Performance Considerations
Dev Containers add overhead. Here is how to minimize it:
File system performance: On macOS and Windows, Docker's file system mount is slow. Use the :cached mount flag or, better, clone the repository inside the container volume:
{
"workspaceMount": "",
"workspaceFolder": "/workspace",
"initializeCommand": "git clone https://github.com/org/repo /tmp/repo || true",
"postCreateCommand": "cp -r /tmp/repo /workspace && npm install"
}
Image caching: Use a specific image tag rather than latest to leverage Docker's layer cache. Pre-build images with your dependencies installed for faster startup.
Pre-building: For teams, pre-build Dev Container images in CI and push to a registry:
devcontainer build \
--workspace-folder . \
--image-name ghcr.io/myorg/devcontainer:latest \
--push true
Then reference the pre-built image in devcontainer.json for instant startup.

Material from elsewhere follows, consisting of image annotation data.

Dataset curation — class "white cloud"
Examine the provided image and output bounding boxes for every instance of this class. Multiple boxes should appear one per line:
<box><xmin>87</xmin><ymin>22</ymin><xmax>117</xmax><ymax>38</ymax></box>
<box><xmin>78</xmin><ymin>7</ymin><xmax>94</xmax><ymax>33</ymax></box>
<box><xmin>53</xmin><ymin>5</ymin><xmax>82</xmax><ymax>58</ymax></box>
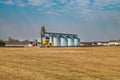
<box><xmin>58</xmin><ymin>0</ymin><xmax>68</xmax><ymax>4</ymax></box>
<box><xmin>28</xmin><ymin>0</ymin><xmax>48</xmax><ymax>6</ymax></box>
<box><xmin>0</xmin><ymin>0</ymin><xmax>15</xmax><ymax>5</ymax></box>
<box><xmin>93</xmin><ymin>0</ymin><xmax>120</xmax><ymax>9</ymax></box>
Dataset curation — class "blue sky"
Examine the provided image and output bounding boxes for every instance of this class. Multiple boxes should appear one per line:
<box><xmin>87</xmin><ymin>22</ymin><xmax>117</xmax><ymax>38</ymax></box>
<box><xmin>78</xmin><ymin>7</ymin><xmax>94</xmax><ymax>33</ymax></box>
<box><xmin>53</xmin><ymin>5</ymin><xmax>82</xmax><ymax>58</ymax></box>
<box><xmin>0</xmin><ymin>0</ymin><xmax>120</xmax><ymax>41</ymax></box>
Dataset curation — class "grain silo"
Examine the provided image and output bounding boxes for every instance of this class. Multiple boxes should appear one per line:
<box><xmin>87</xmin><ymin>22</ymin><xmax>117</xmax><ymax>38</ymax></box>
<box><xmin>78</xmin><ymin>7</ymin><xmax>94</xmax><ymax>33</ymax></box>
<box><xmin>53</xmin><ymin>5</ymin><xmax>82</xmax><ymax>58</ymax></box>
<box><xmin>67</xmin><ymin>36</ymin><xmax>74</xmax><ymax>46</ymax></box>
<box><xmin>53</xmin><ymin>35</ymin><xmax>60</xmax><ymax>46</ymax></box>
<box><xmin>60</xmin><ymin>35</ymin><xmax>68</xmax><ymax>46</ymax></box>
<box><xmin>74</xmin><ymin>36</ymin><xmax>80</xmax><ymax>46</ymax></box>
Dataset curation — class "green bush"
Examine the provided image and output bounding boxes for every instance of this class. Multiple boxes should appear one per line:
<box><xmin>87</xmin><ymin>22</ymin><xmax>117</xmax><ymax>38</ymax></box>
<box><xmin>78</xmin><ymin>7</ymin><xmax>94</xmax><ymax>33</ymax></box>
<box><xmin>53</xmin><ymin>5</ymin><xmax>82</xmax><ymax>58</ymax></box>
<box><xmin>0</xmin><ymin>41</ymin><xmax>5</xmax><ymax>47</ymax></box>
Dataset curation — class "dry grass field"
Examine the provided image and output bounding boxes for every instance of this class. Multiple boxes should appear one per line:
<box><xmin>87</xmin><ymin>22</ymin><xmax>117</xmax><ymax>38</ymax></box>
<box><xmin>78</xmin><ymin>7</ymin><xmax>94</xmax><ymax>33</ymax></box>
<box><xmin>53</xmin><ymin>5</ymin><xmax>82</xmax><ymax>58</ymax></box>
<box><xmin>0</xmin><ymin>47</ymin><xmax>120</xmax><ymax>80</ymax></box>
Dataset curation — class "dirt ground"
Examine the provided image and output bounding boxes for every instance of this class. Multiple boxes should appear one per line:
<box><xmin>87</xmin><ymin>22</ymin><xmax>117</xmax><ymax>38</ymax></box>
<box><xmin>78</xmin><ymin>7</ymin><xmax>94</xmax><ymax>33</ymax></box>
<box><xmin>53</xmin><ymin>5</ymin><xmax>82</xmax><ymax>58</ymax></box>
<box><xmin>0</xmin><ymin>47</ymin><xmax>120</xmax><ymax>80</ymax></box>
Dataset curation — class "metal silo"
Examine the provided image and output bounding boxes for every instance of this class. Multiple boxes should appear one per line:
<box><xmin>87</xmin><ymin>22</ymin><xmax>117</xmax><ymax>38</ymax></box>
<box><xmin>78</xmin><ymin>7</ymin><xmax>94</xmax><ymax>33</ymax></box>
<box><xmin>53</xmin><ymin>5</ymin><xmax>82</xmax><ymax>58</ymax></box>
<box><xmin>53</xmin><ymin>35</ymin><xmax>60</xmax><ymax>46</ymax></box>
<box><xmin>67</xmin><ymin>36</ymin><xmax>74</xmax><ymax>46</ymax></box>
<box><xmin>49</xmin><ymin>36</ymin><xmax>53</xmax><ymax>43</ymax></box>
<box><xmin>60</xmin><ymin>36</ymin><xmax>68</xmax><ymax>46</ymax></box>
<box><xmin>74</xmin><ymin>36</ymin><xmax>80</xmax><ymax>46</ymax></box>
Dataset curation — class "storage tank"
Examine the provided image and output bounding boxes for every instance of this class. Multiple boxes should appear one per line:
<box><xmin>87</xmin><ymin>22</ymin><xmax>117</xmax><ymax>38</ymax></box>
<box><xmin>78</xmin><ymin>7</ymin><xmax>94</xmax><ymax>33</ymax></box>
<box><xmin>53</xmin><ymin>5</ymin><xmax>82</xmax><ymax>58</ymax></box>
<box><xmin>60</xmin><ymin>36</ymin><xmax>68</xmax><ymax>46</ymax></box>
<box><xmin>74</xmin><ymin>36</ymin><xmax>80</xmax><ymax>46</ymax></box>
<box><xmin>53</xmin><ymin>35</ymin><xmax>60</xmax><ymax>46</ymax></box>
<box><xmin>67</xmin><ymin>36</ymin><xmax>74</xmax><ymax>46</ymax></box>
<box><xmin>49</xmin><ymin>36</ymin><xmax>53</xmax><ymax>43</ymax></box>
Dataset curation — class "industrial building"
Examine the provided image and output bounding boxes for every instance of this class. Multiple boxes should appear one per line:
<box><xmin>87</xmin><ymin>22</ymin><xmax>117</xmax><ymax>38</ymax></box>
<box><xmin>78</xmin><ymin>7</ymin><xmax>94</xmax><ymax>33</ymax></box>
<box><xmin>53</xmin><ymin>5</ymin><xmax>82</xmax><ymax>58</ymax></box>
<box><xmin>40</xmin><ymin>26</ymin><xmax>80</xmax><ymax>47</ymax></box>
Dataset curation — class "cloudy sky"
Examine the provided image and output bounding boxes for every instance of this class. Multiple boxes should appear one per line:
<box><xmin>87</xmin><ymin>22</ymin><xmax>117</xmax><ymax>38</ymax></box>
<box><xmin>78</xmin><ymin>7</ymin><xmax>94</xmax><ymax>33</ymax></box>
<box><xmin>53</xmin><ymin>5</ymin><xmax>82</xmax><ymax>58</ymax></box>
<box><xmin>0</xmin><ymin>0</ymin><xmax>120</xmax><ymax>41</ymax></box>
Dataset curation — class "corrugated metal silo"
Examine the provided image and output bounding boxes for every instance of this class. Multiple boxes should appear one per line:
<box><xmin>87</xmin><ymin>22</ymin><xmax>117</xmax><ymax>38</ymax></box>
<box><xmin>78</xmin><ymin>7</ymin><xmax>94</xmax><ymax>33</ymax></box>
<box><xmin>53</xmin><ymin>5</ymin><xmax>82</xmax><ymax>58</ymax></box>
<box><xmin>60</xmin><ymin>36</ymin><xmax>68</xmax><ymax>46</ymax></box>
<box><xmin>67</xmin><ymin>36</ymin><xmax>74</xmax><ymax>46</ymax></box>
<box><xmin>53</xmin><ymin>35</ymin><xmax>60</xmax><ymax>46</ymax></box>
<box><xmin>49</xmin><ymin>36</ymin><xmax>53</xmax><ymax>43</ymax></box>
<box><xmin>74</xmin><ymin>36</ymin><xmax>80</xmax><ymax>46</ymax></box>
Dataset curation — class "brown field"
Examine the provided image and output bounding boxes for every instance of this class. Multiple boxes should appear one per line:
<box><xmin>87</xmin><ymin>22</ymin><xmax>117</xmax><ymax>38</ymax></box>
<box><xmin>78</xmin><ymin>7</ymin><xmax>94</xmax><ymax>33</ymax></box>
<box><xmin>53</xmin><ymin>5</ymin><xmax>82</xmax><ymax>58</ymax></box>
<box><xmin>0</xmin><ymin>47</ymin><xmax>120</xmax><ymax>80</ymax></box>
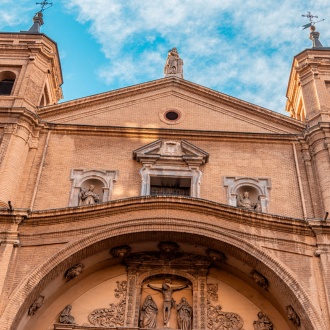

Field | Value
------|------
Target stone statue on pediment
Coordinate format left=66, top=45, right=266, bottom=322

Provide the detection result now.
left=164, top=47, right=183, bottom=78
left=253, top=312, right=274, bottom=330
left=148, top=282, right=188, bottom=327
left=79, top=184, right=100, bottom=206
left=140, top=295, right=158, bottom=329
left=176, top=297, right=192, bottom=330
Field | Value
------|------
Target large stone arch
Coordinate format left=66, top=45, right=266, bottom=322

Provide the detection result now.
left=1, top=201, right=325, bottom=330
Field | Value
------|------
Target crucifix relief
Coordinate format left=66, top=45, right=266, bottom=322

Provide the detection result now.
left=148, top=281, right=188, bottom=328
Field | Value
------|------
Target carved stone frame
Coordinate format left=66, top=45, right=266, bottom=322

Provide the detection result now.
left=124, top=253, right=211, bottom=330
left=223, top=176, right=271, bottom=213
left=133, top=140, right=209, bottom=198
left=69, top=169, right=118, bottom=206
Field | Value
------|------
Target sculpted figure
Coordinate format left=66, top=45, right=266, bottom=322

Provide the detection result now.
left=148, top=282, right=188, bottom=327
left=64, top=264, right=85, bottom=281
left=79, top=184, right=99, bottom=206
left=140, top=295, right=158, bottom=329
left=60, top=305, right=75, bottom=324
left=253, top=312, right=273, bottom=330
left=237, top=191, right=255, bottom=210
left=28, top=296, right=45, bottom=316
left=164, top=48, right=183, bottom=75
left=286, top=305, right=300, bottom=327
left=176, top=297, right=192, bottom=330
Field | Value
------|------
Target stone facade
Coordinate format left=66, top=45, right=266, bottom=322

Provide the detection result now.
left=0, top=19, right=330, bottom=330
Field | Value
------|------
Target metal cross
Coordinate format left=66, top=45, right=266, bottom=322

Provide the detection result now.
left=36, top=1, right=53, bottom=13
left=301, top=11, right=324, bottom=30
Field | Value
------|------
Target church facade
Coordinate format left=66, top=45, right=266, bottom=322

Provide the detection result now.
left=0, top=14, right=330, bottom=330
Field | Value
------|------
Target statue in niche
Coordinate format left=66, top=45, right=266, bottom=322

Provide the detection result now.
left=148, top=281, right=188, bottom=327
left=140, top=295, right=158, bottom=329
left=60, top=305, right=75, bottom=324
left=28, top=296, right=45, bottom=316
left=176, top=297, right=192, bottom=330
left=253, top=312, right=273, bottom=330
left=286, top=305, right=300, bottom=327
left=237, top=191, right=261, bottom=212
left=164, top=48, right=183, bottom=75
left=79, top=184, right=100, bottom=206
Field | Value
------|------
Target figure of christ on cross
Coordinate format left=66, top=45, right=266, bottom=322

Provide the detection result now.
left=148, top=282, right=188, bottom=328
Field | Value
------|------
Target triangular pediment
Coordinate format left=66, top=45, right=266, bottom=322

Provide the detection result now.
left=133, top=140, right=209, bottom=166
left=39, top=78, right=305, bottom=134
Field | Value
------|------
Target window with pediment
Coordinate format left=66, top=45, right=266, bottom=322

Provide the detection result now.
left=224, top=177, right=271, bottom=213
left=69, top=169, right=118, bottom=206
left=133, top=140, right=209, bottom=197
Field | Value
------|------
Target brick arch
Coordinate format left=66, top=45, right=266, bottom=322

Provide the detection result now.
left=0, top=208, right=325, bottom=330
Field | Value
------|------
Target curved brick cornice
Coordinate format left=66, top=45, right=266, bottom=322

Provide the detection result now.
left=41, top=78, right=305, bottom=130
left=19, top=196, right=315, bottom=237
left=1, top=197, right=325, bottom=330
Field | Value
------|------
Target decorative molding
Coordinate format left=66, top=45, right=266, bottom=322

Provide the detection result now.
left=69, top=169, right=118, bottom=206
left=223, top=176, right=271, bottom=213
left=207, top=303, right=244, bottom=330
left=28, top=295, right=45, bottom=316
left=60, top=305, right=76, bottom=324
left=110, top=245, right=132, bottom=258
left=88, top=281, right=127, bottom=328
left=253, top=312, right=274, bottom=330
left=206, top=283, right=219, bottom=302
left=250, top=270, right=269, bottom=290
left=286, top=305, right=300, bottom=327
left=205, top=249, right=227, bottom=262
left=64, top=263, right=85, bottom=281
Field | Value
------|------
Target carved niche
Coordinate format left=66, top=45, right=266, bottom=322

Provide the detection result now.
left=69, top=169, right=118, bottom=206
left=28, top=295, right=45, bottom=316
left=133, top=140, right=209, bottom=197
left=286, top=305, right=300, bottom=327
left=224, top=177, right=271, bottom=213
left=64, top=263, right=85, bottom=281
left=110, top=245, right=132, bottom=258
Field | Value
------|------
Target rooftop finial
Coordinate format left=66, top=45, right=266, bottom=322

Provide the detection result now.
left=301, top=11, right=324, bottom=48
left=36, top=1, right=53, bottom=13
left=164, top=48, right=183, bottom=78
left=28, top=1, right=53, bottom=33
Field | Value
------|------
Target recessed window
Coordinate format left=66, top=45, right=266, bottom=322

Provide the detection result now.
left=0, top=71, right=16, bottom=95
left=150, top=176, right=191, bottom=196
left=165, top=111, right=180, bottom=120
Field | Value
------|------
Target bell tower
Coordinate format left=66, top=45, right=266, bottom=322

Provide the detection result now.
left=0, top=11, right=63, bottom=208
left=0, top=12, right=63, bottom=112
left=286, top=23, right=330, bottom=214
left=286, top=25, right=330, bottom=126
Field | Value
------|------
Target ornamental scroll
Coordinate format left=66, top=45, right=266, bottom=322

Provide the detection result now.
left=88, top=281, right=127, bottom=328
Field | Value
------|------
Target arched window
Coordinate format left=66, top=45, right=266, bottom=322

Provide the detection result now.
left=224, top=177, right=270, bottom=212
left=69, top=169, right=118, bottom=206
left=0, top=71, right=16, bottom=95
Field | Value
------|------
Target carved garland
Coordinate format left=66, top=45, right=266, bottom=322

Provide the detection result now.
left=88, top=281, right=127, bottom=328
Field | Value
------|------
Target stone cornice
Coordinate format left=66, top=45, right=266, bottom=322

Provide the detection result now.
left=40, top=78, right=305, bottom=130
left=8, top=196, right=315, bottom=237
left=38, top=122, right=300, bottom=143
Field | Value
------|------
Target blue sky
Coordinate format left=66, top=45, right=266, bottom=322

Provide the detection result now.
left=0, top=0, right=330, bottom=114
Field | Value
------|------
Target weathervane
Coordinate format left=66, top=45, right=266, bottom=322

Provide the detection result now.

When Dev Containers Are Worth It
Use Dev Containers when:
- Your project requires specific tool versions and multiple runtimes
- New team members spend significant time on environment setup
- "Works on my machine" is a recurring problem
- You want to enforce consistent editor settings and extensions across the team
- You need Linux-specific tools but developers use macOS or Windows
Skip Dev Containers when:
- Your project is a single-language, single-tool setup (just a
package.jsonorpyproject.toml) - Your team is small and all using the same OS
- Docker is not available in your environment
- Performance overhead is unacceptable for your workflow
The Bottom Line
Dev Containers trade a one-time configuration investment for eliminating environment setup problems permanently. The devcontainer.json file becomes the single source of truth for what your project needs to run, and every developer gets an identical environment regardless of their host OS. If your team's onboarding document is longer than half a page of setup instructions, a Dev Container will pay for itself immediately.